Željko Stinčić

Personal information
- Date of birth: 13 July 1950 (age 75)
- Place of birth: Zagreb, SR Croatia, FPR Yugoslavia
- Height: 1.87 m (6 ft 1+1⁄2 in)
- Position: Goalkeeper

Senior career*
- Years: Team / Apps / (Gls)
- 1967–1981: Dinamo Zagreb / 189 / (0)
- 1981–1985: Austria Salzburg / 91 / (0)
- Total:  / 280 / (0)

International career
- 1978: Yugoslavia / 1 / (0)

= Želimir Stinčić =

Croatian footballer (born 1950)

Želimir "Željko" Stinčić (born 13 July 1950) is a Croatian retired footballer.

==Club career==
Stinčić, son of Yugoslav international Branko Stinčić, started playing at NK Dinamo Zagreb in 1967, but had only a handful of appearances in his first six seasons with the club, acting as a second- or third-choice goalkeeper at the time when established goalkeepers Zlatko Škorić and Fahrija Dautbegović were at the club. Following Dautbegović's departure, Stinčić appeared in 21 Yugoslav First League matches in the 1973–74 season, and became a regular member of the first team squad in the following years. By 1981 he played a total of 478 games (including 190 league matches) for the Blues.
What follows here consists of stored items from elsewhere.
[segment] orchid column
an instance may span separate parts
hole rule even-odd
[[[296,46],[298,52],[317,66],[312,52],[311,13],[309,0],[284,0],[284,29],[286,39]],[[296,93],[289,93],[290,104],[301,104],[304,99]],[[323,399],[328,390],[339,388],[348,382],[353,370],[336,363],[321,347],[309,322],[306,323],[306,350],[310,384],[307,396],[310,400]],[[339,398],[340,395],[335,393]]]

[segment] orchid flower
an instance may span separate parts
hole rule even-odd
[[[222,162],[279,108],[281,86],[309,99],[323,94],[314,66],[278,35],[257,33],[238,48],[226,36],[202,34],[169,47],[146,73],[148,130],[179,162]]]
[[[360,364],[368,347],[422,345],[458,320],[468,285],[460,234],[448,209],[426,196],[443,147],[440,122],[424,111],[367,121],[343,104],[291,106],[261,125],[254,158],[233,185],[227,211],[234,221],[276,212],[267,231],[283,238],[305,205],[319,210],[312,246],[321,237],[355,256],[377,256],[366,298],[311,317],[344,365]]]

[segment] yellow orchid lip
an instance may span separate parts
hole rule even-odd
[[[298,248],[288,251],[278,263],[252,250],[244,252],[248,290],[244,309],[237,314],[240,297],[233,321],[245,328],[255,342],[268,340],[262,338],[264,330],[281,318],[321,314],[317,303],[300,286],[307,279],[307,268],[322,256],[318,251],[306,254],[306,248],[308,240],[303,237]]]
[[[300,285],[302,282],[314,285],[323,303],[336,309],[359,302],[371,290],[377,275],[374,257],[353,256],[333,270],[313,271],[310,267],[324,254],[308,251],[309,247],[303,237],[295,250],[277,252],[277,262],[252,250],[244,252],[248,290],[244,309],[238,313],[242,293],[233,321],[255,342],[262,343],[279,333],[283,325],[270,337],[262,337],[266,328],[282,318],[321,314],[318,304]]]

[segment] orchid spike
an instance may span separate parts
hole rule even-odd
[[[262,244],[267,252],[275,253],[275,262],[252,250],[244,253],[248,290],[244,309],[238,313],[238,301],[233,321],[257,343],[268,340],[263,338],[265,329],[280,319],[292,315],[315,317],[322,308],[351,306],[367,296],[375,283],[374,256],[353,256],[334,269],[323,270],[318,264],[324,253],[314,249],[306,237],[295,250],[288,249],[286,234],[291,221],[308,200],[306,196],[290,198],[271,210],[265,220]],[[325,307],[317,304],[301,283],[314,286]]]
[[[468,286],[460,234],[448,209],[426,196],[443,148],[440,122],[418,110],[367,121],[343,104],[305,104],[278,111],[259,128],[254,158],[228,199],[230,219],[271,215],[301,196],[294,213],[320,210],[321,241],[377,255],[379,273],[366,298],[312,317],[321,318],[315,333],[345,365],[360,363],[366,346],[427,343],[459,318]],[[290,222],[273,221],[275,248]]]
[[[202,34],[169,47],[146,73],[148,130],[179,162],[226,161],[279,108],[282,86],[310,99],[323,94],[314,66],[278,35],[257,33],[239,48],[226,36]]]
At the end of the 1980–81 season he moved abroad to Austrian side SV Austria Salzburg, where he played for four seasons, appearing in 91 Austrian Bundesliga games, before retiring in 1985.

==International career==
He was capped once for Yugoslavia, in a Euro 1980 qualifier against Spain on 4 October 1978 and conceded two goals from Juanito and Santillana in a 2–1 defeat.

After retiring he worked as a goalkeeping coach at Dinamo Zagreb until 2005, when he opened a goalkeeping academy together with Zlatko Škorić.
Zlatko unfortunately got diabetes and since his finger has got cut off (because of diabetes) he wasn't able to work.
After that incident Stincic was working alone.